Download the guide: Timely Justice: Improving JDAI Results Through Case Processing Reforms
As highlighted in JDAI at 25: Insights From the Annual Results Reports, the decline in detention populations across JDAI™ sites has largely been proportionate for youth of color and white youth. Yet, racial and ethnic disparities in detention have grown over time. Youth of color represent the vast majority of the detention population across the JDAI network and — absent a concerted and comprehensive effort — this inequity will only increase.
Timely Justice asserts that moving youth out of detention more quickly — beyond just focusing on detention admissions — is important for achieving greater racial equity in detention.
“Our single greatest challenge for JDAI is to advance racial and ethnic equity,” says Nate Balis, the director of the Annie E. Casey Foundation’s Juvenile Justice Strategy Group. “Case processing reforms can offer sites new pathways to address persistent disparities in the use of secure detention.”

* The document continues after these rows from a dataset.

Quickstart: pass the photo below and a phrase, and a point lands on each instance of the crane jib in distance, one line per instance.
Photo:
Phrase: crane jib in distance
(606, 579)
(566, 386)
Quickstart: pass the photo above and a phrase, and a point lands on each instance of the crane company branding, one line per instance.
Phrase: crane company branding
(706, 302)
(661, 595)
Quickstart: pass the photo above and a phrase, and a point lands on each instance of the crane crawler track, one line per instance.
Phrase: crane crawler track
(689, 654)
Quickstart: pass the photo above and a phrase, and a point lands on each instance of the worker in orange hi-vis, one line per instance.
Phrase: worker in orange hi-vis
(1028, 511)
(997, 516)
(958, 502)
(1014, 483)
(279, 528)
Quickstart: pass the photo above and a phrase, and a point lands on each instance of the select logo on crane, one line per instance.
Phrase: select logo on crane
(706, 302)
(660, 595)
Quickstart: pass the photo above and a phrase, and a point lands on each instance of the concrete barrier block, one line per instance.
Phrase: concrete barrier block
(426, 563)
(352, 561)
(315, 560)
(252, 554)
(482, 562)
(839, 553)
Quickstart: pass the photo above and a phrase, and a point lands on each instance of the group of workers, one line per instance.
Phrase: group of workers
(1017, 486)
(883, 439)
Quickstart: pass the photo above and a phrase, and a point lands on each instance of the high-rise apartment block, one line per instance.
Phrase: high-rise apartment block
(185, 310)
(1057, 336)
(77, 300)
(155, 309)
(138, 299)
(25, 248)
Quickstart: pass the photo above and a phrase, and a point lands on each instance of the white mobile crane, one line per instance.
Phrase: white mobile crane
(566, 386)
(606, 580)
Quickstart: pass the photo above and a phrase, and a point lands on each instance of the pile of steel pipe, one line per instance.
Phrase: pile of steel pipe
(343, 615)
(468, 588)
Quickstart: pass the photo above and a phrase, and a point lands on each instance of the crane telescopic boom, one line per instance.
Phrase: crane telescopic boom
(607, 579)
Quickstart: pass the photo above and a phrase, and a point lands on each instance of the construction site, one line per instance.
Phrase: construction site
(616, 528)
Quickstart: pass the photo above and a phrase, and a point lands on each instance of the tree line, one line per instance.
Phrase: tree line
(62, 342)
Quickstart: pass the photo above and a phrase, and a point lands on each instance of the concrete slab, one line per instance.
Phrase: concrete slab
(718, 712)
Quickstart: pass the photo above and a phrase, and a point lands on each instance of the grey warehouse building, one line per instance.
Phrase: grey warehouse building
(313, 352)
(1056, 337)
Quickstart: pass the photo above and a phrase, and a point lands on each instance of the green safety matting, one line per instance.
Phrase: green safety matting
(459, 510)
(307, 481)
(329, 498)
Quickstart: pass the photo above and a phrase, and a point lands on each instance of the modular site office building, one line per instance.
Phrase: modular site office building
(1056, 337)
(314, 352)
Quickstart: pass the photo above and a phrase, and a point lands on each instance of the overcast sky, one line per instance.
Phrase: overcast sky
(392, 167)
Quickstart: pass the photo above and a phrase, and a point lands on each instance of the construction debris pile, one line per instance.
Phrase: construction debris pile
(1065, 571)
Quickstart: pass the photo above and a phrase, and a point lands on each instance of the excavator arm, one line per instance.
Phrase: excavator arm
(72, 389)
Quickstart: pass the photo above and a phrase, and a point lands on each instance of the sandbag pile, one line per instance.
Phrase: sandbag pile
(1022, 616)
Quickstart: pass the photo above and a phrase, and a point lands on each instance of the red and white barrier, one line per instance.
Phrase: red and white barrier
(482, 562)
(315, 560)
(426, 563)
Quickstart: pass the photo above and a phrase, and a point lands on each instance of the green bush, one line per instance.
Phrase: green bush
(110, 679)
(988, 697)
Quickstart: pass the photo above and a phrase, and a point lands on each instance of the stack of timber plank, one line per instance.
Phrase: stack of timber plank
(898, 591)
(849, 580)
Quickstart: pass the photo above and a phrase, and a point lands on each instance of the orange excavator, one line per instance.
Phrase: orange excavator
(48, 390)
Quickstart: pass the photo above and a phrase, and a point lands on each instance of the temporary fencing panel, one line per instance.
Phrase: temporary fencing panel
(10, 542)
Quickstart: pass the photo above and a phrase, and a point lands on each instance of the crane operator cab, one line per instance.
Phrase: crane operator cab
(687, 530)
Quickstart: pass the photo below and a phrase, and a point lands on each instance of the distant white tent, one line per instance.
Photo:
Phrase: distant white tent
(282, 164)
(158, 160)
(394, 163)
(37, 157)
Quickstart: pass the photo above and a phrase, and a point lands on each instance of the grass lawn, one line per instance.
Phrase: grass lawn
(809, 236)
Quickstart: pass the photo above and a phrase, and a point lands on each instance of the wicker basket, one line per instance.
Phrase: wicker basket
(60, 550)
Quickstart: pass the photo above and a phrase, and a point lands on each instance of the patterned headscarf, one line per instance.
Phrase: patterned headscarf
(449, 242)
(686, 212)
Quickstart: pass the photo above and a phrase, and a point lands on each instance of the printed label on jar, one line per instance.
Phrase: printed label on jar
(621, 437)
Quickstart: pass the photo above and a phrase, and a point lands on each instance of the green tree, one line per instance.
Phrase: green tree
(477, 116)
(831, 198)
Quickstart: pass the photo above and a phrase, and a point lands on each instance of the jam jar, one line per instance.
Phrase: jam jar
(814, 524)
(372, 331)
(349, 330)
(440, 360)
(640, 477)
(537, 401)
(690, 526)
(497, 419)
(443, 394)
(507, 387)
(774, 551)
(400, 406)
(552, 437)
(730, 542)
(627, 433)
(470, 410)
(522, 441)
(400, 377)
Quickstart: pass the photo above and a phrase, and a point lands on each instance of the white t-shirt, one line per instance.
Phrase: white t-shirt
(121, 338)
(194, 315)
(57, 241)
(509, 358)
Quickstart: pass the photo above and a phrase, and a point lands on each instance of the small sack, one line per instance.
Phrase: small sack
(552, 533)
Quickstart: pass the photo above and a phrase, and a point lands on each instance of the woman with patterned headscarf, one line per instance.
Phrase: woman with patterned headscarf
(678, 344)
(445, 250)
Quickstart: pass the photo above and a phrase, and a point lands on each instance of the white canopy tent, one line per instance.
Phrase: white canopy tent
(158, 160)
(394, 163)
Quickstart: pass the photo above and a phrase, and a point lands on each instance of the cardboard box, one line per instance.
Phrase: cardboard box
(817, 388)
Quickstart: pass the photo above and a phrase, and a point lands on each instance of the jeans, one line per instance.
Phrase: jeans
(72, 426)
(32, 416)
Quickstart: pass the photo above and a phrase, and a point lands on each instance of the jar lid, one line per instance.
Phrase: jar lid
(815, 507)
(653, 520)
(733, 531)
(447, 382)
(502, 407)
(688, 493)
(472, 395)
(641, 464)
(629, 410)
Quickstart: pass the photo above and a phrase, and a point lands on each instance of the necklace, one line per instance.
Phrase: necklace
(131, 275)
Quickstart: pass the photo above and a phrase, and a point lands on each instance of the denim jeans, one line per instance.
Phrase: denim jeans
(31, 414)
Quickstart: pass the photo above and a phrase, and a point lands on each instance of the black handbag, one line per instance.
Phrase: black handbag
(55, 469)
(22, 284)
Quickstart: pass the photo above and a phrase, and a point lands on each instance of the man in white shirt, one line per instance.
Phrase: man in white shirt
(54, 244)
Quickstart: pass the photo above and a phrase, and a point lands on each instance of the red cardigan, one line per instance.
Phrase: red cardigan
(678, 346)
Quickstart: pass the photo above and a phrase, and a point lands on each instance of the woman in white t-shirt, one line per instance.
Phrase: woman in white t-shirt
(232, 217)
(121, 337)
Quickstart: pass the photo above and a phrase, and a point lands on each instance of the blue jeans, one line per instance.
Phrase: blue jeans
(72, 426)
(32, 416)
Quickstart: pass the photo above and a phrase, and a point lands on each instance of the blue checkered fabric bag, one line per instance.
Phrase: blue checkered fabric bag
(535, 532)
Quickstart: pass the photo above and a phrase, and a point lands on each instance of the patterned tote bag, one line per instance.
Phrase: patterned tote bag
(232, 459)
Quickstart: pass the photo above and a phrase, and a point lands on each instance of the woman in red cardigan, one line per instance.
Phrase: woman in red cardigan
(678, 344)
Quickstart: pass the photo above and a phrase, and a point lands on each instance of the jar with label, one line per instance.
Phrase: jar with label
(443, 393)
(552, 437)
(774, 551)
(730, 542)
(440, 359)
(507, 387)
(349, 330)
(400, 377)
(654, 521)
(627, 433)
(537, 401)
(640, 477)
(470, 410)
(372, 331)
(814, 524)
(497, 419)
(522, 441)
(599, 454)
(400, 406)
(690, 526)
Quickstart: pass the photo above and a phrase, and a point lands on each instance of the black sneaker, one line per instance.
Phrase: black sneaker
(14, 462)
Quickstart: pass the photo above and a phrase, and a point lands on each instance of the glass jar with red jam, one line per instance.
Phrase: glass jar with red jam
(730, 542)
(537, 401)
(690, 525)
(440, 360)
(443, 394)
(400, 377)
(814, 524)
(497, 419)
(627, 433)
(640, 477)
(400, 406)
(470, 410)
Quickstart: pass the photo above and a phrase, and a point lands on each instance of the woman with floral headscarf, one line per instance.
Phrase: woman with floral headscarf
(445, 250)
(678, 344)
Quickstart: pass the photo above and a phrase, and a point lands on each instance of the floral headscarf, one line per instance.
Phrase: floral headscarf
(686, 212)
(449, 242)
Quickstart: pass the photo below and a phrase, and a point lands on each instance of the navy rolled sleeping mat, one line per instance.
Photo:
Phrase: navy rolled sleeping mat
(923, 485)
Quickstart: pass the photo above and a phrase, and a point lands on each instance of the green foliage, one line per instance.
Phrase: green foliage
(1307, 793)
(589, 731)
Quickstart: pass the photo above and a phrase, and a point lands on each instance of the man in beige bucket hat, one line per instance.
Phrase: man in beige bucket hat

Research and practical JDAI experiences show that case processing times vary in many places as a function of race, ethnicity or gender. More specifically:
- Youth of color are arrested, detained, adjudicated, committed and transferred to adult courts at disproportionately higher rates than their white peers. Both the likelihood of confinement and lengths of stay increase as youth move more deeply into the system, so it follows that youth of color spend more time in detention than their white counterparts.
- The increasing number of youth whose primary language is not English poses distinct challenges for timely case processing, including the need for interpreters. Moreover, determining a youth’s immigration status may delay resolution of the immediate delinquency charge.
- Girls generally experience shorter stays in detention than boys but are far more likely to be detained for their own protection, such as when they are thought to be victims of the sex trade. Yet, in many jurisdictions, services for girls — especially those that address risk of sex trafficking, histories of trauma or propensity to run away — are frequently unavailable, causing lengthy delays in release from detention.
Regardless of why case processing times vary, sites that can identify the underlying obstacles and remedy them will likely reduce disparities related to how long youth stay in juvenile detention.
In addition to strategies for using case processing reforms to realize greater equity in detention, the practice guide provides:
- recommendations for overcoming common obstacles and challenges to case processing reform, such as a dearth of data or chronic resource shortages;
- effective approaches to achieving more timely justice, such as expediting new delinquency cases or weekly detention reviews by stakeholders from multiple agencies;
- guidance on pinpointing opportunities to move cases more quickly; and
- a checklist for case processing reform planning.
The guide also encourages system stakeholders to identify issues and opportunities and to exchange knowledge and actionable ideas that can get case processing reforms underway immediately.